Director Maisie Lee struggles valiantly to bridge the distance between script and screen, culminating in a clever final image helped by Zia Bergin-Holly's intriguing set and impressive light design. Yet performances are disparate throughout, with the whole struggling to stay on its feet. Like a graduate from the Ron Burgundy school of journalism, the sensitive Gracie sees Matthew Malone monologuing meaningfully to camera when not executing dialogue, his dialogue proving far more effective. Meanwhile, Mary Murray's prop-less Jane is cranked up to such a degree she seems to have strayed in from another play. Even so, Murray is value for money, knowing how to work a camera and an audience.

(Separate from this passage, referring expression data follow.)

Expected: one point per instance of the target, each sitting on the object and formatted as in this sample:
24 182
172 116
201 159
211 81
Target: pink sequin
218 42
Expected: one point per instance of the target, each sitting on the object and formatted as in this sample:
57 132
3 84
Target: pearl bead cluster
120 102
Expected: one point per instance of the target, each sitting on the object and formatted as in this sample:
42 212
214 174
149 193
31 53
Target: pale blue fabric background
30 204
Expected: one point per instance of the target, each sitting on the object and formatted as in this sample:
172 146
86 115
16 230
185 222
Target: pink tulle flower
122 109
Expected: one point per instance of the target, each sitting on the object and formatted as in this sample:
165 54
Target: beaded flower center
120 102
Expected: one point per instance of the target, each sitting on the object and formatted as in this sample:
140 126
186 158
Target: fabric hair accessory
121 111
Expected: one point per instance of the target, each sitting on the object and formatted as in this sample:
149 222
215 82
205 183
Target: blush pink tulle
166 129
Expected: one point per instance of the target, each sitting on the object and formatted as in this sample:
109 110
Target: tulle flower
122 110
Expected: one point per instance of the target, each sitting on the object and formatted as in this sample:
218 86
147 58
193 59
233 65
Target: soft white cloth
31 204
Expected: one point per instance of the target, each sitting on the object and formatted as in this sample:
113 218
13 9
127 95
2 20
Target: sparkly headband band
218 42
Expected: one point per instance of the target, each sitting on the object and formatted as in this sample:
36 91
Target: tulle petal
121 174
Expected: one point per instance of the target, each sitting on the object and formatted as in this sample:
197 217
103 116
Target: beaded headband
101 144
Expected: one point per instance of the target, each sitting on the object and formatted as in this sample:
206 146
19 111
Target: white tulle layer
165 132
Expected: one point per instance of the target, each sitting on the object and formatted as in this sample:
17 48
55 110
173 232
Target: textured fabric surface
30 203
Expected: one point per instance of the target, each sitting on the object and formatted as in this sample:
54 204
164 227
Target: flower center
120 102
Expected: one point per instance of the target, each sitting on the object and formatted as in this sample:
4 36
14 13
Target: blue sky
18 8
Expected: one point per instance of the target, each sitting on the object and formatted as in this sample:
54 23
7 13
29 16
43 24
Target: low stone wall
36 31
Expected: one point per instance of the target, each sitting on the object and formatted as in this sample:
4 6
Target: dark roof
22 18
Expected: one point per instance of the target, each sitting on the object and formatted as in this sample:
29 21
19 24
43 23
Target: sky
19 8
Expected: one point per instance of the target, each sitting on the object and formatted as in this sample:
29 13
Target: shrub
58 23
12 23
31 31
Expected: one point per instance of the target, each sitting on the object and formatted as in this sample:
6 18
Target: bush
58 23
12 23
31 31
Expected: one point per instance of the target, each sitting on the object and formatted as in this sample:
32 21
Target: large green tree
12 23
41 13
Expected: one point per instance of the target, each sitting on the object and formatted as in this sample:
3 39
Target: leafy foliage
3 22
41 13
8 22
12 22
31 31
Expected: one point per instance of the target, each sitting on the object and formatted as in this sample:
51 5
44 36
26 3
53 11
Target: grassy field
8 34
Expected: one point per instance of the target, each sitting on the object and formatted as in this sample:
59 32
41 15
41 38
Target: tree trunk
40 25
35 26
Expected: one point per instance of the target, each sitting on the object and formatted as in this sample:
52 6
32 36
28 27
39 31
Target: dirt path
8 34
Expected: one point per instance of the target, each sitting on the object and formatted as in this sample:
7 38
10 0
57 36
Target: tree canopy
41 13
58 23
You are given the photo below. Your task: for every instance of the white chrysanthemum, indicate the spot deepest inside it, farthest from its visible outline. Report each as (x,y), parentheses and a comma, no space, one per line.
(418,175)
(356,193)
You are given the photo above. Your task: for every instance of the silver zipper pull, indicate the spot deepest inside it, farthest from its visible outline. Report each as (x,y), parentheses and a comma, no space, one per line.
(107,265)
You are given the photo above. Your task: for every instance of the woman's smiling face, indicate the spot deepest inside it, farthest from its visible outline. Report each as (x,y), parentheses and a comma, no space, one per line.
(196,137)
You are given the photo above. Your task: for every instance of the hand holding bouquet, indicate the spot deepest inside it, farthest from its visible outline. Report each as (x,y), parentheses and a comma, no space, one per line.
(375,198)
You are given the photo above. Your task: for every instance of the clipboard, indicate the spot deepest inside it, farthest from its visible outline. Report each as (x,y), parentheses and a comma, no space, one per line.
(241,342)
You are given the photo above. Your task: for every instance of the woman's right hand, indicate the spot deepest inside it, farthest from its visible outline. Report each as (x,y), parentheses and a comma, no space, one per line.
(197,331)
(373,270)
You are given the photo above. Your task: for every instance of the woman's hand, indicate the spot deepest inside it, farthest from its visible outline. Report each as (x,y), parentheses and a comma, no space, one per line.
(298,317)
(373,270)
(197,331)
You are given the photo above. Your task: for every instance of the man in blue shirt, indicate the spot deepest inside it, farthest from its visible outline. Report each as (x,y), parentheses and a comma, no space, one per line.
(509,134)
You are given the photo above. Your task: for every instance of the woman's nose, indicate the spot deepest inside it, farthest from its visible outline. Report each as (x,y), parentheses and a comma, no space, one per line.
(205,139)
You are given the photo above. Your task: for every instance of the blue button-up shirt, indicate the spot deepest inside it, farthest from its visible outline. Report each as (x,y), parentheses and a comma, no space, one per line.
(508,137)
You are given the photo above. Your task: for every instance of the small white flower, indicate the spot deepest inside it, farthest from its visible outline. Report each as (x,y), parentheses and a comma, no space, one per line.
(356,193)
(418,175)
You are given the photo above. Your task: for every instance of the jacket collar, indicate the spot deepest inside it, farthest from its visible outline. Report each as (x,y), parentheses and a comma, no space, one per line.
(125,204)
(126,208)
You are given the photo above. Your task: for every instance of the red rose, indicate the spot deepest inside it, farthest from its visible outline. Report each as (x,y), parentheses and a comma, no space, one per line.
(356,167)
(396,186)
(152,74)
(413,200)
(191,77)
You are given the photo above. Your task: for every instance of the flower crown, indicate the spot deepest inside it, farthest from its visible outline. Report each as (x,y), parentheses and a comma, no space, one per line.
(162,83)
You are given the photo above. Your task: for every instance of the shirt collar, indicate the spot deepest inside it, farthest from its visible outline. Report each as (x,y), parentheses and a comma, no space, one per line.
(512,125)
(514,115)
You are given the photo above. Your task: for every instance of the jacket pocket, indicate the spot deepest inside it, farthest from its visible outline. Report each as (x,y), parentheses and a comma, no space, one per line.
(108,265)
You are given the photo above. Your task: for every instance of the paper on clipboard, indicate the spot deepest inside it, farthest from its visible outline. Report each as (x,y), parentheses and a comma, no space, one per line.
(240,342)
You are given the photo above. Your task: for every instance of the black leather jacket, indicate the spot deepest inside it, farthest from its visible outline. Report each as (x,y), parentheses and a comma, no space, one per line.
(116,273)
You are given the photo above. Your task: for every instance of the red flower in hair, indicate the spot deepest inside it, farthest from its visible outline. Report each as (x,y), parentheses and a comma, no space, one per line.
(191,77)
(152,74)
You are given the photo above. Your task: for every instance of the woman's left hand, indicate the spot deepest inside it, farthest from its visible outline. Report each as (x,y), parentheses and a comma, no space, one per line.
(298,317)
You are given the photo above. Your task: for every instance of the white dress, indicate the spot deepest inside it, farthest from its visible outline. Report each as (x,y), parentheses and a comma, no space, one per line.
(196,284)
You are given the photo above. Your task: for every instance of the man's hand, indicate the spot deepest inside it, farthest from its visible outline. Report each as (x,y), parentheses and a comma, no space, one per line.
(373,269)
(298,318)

Callan Cummin's laconic Jack convinces as a wannabe Jim Larkin type, rehashing trade union and nationalist rhetoric of the 1920s, but with none of the great orator's power, and very little of his compassion.

Callan Cummins and Matthew Malone in Fishambles EMBARGO. Photo by Anthony Wood

Advocating the personal over the political, Embargo's personalities serve as political mouthpieces in this strong, if slow trundling story. Feeling like Strumpet City:The Sequel, and offering up tidbits of revisionist history, you could be forgiven for thinking rage might have been a more suitable title seeing how often it gets talked about. Throughout, there is a genuine attempt to transfer a theatrical work online in as innovative a manner as possible. Ensuring that if Embargo highlights the hurt inflicted on women during the War of Independence, and on many of the Republic's more sensitive souls, it also highlights the strains impinging on the artifice that is theatre online.

Embargo by Deirdre Kinahan, produced by Fishamble:The New Play Company, was commissioned by Dublin Port Company and Iarnród Éireann as part of Dublin Theatre Festival. Originally live streamed from Connolly Station and the Pump House, Dublin Port, Embargo is available online until October 25.